Australia’s waterways have proven particularly hazardous for people over the past year.
Royal Life Saving’s annual National Drowning Report reveals a 38 per cent increase in the number of drowning deaths among children under age 5 as the total overall grew to 291.
Many drownings occurred in places largely overlooked — rivers first, followed by beaches — and improperly supervised or fenced home swimming pools remain a major concern.
Health Minister Greg Hunt, announcing a review into the country’s water-safety strategy, says the report is sobering.
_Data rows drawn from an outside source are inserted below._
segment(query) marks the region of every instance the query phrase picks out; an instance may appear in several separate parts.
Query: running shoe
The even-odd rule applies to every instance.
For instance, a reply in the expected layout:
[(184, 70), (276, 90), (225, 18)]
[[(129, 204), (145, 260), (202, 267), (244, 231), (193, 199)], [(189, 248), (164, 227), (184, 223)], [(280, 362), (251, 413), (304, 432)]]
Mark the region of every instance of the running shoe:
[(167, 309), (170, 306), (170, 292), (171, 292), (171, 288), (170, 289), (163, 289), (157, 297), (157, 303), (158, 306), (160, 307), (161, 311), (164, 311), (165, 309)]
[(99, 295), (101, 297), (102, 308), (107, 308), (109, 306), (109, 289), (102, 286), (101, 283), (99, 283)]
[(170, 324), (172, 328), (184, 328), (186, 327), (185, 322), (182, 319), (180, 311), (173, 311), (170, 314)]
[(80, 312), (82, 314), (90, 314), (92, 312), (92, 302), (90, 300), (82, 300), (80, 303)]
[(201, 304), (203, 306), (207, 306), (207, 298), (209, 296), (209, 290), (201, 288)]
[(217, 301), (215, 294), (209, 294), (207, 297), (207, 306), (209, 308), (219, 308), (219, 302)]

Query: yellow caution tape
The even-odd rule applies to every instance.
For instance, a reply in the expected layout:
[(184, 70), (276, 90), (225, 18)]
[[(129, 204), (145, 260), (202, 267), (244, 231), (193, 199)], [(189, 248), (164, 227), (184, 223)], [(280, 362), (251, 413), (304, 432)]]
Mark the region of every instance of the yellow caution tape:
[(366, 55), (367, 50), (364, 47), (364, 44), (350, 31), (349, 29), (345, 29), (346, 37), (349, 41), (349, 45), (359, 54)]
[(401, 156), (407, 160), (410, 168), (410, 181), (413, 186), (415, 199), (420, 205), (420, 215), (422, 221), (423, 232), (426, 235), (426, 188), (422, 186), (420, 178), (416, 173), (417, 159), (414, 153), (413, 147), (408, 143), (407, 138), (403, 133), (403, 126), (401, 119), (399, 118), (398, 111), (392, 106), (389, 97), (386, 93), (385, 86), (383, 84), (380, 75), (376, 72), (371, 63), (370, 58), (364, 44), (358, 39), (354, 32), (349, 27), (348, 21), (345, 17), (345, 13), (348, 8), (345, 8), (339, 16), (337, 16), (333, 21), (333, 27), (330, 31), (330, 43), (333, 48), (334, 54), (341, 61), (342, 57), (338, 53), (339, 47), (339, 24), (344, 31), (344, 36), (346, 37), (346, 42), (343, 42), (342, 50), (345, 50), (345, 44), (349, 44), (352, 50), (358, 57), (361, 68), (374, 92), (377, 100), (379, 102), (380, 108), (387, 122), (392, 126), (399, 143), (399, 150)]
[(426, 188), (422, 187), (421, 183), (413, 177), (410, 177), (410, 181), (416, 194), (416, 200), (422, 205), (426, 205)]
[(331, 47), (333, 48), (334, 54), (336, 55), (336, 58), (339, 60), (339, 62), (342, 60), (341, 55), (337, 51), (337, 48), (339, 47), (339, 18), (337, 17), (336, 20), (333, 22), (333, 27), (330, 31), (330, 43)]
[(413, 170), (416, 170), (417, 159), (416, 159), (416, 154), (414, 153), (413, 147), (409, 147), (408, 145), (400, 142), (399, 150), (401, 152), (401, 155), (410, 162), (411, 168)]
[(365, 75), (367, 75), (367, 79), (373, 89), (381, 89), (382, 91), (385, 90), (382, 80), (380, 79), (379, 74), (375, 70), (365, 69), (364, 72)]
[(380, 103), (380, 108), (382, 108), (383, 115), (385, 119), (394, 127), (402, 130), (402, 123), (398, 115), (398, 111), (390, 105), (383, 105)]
“There has to be more education. There has to be better-targeted education. That’s about swimming, it’s about where to swim, and it’s about vigilance and taking care of others. I’m announcing that we will review our water-safety actions with the Australian government, the states and the volunteer sector. It’s simply something we have to do. Many times in this place, it’s too easy to look the other way or to gloss over something. There’s no glossing over 291 deaths.”
Australians aged 75 years and over also accounted for a spike in numbers, with 36 drownings.
The principal research associate with Life Saving Victoria, Dr Bernadette Matthews, says older people may not realise their levels of fitness have declined.
She also points out the hidden dangers some medications pose, such as increasing the risk of falling.
“People often think that it’s typically young people, but we do see a number of adults over the age of 75 years drowning, and so it was quite concerning to see a 38 per cent increase in older adults drowning nationally. And so that highlights the need for all Australians to be aware of the increased drowning risk associated with pre-existing medical conditions and the impacts of medications and dangers of swimming alone.”
The report is the first to look at both drownings and near-drownings.
The Society estimates close to 700 people were hospitalised after such incidents, with many non-fatal cases requiring ongoing medical treatment.
Dr Matthews says the drowning victims are not the only ones affected.
“So there can be long-term brain damage. There’s also the ongoing trauma to the families and everyone involved in such an incident. So we really thought that it’s important to broaden the picture of drowning to show that there are multiple effects on many different people in our community.”
The changing make-up of Australian society provides a unique challenge.
The national manager of research and policy with the Royal Life Saving Society of Australia, Amy Peden, says people from overseas account for over 30 per cent of drownings.
In the past 12 months, 20 international tourists drowned in Australian waterways, almost all of them from European or Asian countries.
And Ms Peden says new migrants can lack an understanding of water safety.
“People who’ve migrated to Australia might have come as asylum seekers, refugees. They have other priorities when they resettle in Australia — learning the language, getting a job, getting into school, learning their way around. So water safety’s not often a priority. But we are working with those communities, because we want them to enjoy our waterways as well.”